Find out what you could borrow based on your savings
If you’d like a brief idea of what you could borrow, head over to our Mortgage Calculator for a quick mortgage rundown. This takes into account your income and deposit size, and will give you an estimated borrowing amount, as well as your Loan to Value (LTV) ratio. For a more detailed idea of how much you could borrow, sign up, create an account, and fill in some personal details. This shouldn’t take more than ten minutes, and allows us to give you free, personalised mortgage advice. Using these details, your mortgage expert can advise you on your best options, and answer any questions you might have.

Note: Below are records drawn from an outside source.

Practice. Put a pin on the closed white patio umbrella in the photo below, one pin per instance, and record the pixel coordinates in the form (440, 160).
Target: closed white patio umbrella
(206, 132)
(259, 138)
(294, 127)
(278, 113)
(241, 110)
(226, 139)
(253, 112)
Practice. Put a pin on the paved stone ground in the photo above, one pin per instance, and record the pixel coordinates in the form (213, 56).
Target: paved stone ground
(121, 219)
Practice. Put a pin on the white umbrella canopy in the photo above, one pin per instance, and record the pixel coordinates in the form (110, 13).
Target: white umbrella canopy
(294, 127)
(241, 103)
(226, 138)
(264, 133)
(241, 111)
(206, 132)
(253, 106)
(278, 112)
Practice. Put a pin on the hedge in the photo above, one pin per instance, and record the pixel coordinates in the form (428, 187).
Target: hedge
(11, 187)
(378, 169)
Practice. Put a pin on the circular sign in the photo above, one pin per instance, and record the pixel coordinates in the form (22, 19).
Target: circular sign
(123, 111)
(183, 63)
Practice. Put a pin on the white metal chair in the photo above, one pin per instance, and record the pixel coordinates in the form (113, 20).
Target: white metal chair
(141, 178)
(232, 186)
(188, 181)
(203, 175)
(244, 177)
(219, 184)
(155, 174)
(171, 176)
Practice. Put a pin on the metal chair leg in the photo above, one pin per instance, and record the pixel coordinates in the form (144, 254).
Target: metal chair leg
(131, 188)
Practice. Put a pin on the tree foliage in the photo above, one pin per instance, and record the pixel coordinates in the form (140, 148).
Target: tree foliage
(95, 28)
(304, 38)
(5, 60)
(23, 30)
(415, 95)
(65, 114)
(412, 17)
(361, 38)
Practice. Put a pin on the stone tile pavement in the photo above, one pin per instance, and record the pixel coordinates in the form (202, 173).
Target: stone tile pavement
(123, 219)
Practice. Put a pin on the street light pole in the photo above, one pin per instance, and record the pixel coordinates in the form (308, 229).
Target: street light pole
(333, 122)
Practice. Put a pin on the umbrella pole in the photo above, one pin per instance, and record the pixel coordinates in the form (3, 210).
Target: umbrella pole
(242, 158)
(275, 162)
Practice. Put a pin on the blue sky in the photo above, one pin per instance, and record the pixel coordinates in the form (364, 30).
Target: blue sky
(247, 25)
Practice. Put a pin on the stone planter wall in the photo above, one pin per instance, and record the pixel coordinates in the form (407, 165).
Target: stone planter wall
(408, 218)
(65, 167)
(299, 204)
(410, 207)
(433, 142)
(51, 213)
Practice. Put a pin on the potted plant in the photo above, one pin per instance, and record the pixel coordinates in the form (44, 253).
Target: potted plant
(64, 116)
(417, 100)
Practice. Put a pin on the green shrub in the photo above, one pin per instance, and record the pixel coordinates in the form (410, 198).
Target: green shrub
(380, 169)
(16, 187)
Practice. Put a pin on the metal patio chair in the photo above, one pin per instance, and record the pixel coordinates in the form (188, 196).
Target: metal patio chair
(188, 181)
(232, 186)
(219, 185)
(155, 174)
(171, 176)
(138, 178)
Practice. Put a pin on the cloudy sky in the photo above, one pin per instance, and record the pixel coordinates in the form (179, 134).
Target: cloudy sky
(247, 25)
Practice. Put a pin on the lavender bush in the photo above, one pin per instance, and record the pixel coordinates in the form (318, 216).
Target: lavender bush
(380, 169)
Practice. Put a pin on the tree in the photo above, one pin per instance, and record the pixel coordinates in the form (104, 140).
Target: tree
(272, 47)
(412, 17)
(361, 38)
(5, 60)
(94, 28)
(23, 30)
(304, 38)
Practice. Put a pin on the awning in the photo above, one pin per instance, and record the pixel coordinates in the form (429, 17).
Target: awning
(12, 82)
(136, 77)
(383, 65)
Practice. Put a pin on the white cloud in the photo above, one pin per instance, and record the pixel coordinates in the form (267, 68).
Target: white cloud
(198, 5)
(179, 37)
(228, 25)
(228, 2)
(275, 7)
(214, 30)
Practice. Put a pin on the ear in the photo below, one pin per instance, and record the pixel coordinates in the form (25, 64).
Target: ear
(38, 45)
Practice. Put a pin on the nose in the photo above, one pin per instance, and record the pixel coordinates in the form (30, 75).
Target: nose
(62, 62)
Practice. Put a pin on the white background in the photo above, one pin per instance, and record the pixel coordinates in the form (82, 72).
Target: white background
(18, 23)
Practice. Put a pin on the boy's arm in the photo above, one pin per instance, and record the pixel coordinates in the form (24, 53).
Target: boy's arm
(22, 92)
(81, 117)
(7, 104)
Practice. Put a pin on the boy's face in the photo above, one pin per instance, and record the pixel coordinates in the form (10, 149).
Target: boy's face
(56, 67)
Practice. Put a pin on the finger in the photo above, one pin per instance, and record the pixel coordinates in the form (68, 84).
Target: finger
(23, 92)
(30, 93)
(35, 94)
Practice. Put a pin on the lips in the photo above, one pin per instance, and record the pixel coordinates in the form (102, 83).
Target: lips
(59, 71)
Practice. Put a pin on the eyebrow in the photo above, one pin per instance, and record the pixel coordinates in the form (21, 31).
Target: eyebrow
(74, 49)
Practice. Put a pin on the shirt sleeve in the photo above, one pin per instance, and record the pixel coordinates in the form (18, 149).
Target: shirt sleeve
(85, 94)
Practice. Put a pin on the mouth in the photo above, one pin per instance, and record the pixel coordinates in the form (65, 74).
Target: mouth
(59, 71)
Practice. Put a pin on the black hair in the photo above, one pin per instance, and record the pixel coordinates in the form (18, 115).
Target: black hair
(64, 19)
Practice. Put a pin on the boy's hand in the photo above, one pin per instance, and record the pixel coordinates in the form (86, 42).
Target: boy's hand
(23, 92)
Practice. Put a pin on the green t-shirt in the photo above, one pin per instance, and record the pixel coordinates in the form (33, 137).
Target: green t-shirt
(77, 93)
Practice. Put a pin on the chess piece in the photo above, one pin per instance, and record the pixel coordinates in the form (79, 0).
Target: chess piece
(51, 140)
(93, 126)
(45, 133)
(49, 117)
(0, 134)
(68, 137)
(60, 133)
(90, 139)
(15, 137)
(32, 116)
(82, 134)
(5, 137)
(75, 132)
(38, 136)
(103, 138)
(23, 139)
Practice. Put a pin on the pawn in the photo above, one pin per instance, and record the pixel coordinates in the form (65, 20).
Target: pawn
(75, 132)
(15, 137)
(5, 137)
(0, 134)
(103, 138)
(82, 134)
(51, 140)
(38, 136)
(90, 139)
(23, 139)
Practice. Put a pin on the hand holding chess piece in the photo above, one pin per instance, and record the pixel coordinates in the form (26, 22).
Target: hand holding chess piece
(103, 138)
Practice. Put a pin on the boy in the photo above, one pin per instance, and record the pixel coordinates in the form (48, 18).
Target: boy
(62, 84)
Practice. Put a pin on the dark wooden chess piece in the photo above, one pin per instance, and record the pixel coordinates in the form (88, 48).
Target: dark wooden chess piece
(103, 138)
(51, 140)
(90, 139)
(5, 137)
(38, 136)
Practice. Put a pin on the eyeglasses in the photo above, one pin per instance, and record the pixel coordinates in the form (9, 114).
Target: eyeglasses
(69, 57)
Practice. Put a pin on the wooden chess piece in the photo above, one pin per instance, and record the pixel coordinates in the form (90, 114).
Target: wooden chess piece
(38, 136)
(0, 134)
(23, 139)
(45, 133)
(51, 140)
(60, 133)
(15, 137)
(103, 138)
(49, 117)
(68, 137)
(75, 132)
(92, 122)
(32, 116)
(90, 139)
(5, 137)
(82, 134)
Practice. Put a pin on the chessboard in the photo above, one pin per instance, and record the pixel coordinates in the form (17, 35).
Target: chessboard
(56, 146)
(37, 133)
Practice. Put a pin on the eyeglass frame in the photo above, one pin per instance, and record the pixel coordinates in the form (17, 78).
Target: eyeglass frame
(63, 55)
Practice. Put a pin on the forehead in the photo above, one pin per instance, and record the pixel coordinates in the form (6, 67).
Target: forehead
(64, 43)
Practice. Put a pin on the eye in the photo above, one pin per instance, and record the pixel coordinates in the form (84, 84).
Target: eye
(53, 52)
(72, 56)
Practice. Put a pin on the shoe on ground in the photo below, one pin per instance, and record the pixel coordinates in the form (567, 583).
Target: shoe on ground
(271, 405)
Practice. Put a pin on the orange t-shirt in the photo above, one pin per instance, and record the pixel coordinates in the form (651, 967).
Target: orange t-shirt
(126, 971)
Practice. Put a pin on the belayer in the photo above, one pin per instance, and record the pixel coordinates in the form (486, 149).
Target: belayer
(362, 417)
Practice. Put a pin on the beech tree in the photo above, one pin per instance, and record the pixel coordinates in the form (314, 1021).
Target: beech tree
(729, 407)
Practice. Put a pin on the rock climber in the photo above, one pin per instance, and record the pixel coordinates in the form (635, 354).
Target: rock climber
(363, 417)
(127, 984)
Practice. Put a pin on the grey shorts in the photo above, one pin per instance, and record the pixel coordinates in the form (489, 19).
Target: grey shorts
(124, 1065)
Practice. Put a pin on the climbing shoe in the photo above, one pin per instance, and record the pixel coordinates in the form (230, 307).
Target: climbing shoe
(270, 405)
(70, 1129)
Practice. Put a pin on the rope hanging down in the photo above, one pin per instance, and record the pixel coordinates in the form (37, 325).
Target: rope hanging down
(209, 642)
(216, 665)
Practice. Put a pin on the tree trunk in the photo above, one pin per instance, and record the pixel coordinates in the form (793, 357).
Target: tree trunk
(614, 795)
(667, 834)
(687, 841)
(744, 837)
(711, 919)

In some cases, you may be required to put down a deposit greater than 10% to be approved for a certain mortgage. High-value mortgages, often £1 million plus, may have a maximum LTV ratio of 60 – 70%. This means you’ll need a 30-40% mortgage, which is a considerable amount of cash. Lenders do this because the greater the deposit you put down on the property, the more secure the mortgage is as an investment. As the value of the mortgage increases, the risk to the lender also increases, so they will need greater security.
Other costs to consider in addition to your deposit
The deposit you’ll need for a mortgage isn’t the only upfront cost associated with buying property. You will have to pay stamp duty and lender fees, which can either come out of your deposit, other savings, or be bundled into your mortgage. Stamp duty is a form of tax you pay when you buy property or land. You can read more about stamp duty here. Lenders will usually charge fees for arranging the loan and administrative costs, and these can range anywhere between £500 – £2,000.
What to do with your deposit
During your mortgage application journey, you will be asked for a bank statement as proof of your deposit. All applicants will have to submit bank statements from their personal current accounts. However, lenders will need proof that you actually have the deposit you intend on using for the purchase of your home. We advise making sure the balance of this account is equal to the deposit you intend on using before you begin your mortgage application.